Menos aún se entiende ese accionar si su objetivo es ”amplificar una perspectiva sindical democrática, plural y de lucha a nivel de Seccional, que permita interpelar y organizar a la mayor cantidad de compañeros y compañeras estatales en la pelea por todas las reivindicaciones del sector frente al ajuste brutal del macrismo y el FMI”. Justamente por ello es que es necesario fortalecer el frente único del clasismo y los sectores combativos, que se agrupan en la Multicolor. Pero aun así, con ese horizonte Veneceremos debe explicar por qué en toda la nota, ni en ninguna otra, fijan posición sobre la elección nacional de ATE. ¿Apoyarán a la Multicolor a nivel nacional y en las otras 14 provincias en las que presentaremos pelea? ¿O se declaran neutrales?

Venceremos cuestiona en forma directa al Partido Obrero por haber criticado públicamente su ruptura con la Multicolor. Para ello presenta falsamente dos ejemplos que desmentirían la validez del frente único. Primero nos acusan de romper la lista Bordó del Sarmiento en las elecciones de la Unión Ferroviaria, cuando en realidad apoyamos y contribuimos a la conformación de la Lista Negra, que no es otra cosa que un agrupamiento del activismo ante la negativa de la Bordó a integrarnos. Luego refieren al acuerdo alcanzado con La Cámpora y otras agrupaciones K en la FUBA, pero no para criticarlo sino para utilizarlo como argumento para justificar que “situaciones diversas que pueden dar marco al despliegue de tácticas específicas”. Lejos de ello, nuestra táctica en la FUBA no es disolver la delimitación estratégica con el nacionalismo burgués en nombre de “la situación concreta” sino dar la pelea ante la masa estudiantil mostrando las dos orientaciones opuestas, para que avance en conclusiones políticas y en su organización independiente.

La “diversidad de situaciones” que pueden presentarse en un frente o sindicato es utilizada por Venceremos para deslizar una oposición a nuestro planteo de que la lucha sindical es indisoluble de lucha política.
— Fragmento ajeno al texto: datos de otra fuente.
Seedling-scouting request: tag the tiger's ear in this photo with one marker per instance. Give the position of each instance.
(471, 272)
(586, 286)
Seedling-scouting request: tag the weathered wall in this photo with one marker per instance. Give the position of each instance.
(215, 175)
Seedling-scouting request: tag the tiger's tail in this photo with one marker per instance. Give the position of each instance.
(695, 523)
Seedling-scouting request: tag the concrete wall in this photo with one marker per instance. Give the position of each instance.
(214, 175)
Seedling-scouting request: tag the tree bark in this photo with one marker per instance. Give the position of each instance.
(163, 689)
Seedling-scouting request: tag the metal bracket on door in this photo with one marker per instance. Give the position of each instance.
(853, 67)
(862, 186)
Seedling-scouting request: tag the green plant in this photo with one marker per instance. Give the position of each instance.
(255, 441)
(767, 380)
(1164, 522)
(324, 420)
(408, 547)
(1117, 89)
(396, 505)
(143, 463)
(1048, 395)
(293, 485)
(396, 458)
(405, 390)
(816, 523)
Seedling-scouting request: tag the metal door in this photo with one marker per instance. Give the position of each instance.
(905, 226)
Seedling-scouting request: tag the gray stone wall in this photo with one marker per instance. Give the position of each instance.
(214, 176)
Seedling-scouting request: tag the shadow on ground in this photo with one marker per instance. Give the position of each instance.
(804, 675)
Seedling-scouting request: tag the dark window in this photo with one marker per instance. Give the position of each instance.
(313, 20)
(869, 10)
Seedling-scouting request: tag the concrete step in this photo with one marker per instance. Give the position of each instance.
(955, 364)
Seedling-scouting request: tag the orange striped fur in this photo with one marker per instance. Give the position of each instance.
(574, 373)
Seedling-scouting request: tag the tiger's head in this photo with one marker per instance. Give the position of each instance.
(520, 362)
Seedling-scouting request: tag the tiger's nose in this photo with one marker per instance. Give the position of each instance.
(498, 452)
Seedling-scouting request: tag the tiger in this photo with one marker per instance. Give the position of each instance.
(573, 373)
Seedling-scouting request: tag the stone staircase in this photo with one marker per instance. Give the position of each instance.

En vez de entender esa afirmación como un ultimátum, deberían ver que nos referimos a la íntima ligazón que hace una a la otra, que no son compartimentos estancos que actúan de forma autónoma. Sin ir más lejos, la fragmentación de ATE por la acción de la Verde y la Verde-Blanca, responde a disputas políticas.

Lo que sí explicita el artículo es que se oponen al “delimitacionismo exacerbado” que propugnaríamos desde la Multicolor. Ese “delimitacionismo” es la defensa de la independencia política y sindical frente a TODA variante patronal, la lucha por terminar con el lastre de la burocracia sindical, y como tal también estuvo presente en la Bermellón de 2011 y 2015, que integraron; como lo está en el Frente de Izquierda, al que apoyan. No queda explicitado si son críticos también de estas experiencias o de esta pertenencia.

La reivindicación final de Agustín Tosco, como su referencia estratégica, es sintomática del límite político con que se topa esta corriente. El gran dirigente de Luz y Fuerza, a pesar de ser un gran luchador, subordinó los desafíos que se le presentaban al movimiento obrero a los designios políticos del peronismo. Una carencia en la lucha por separar a la clase obrera del nacionalismo, que costó muy caro a los trabajadores. El frente único para reagrupar a la vanguardia con el clasismo es una tarea de primer orden.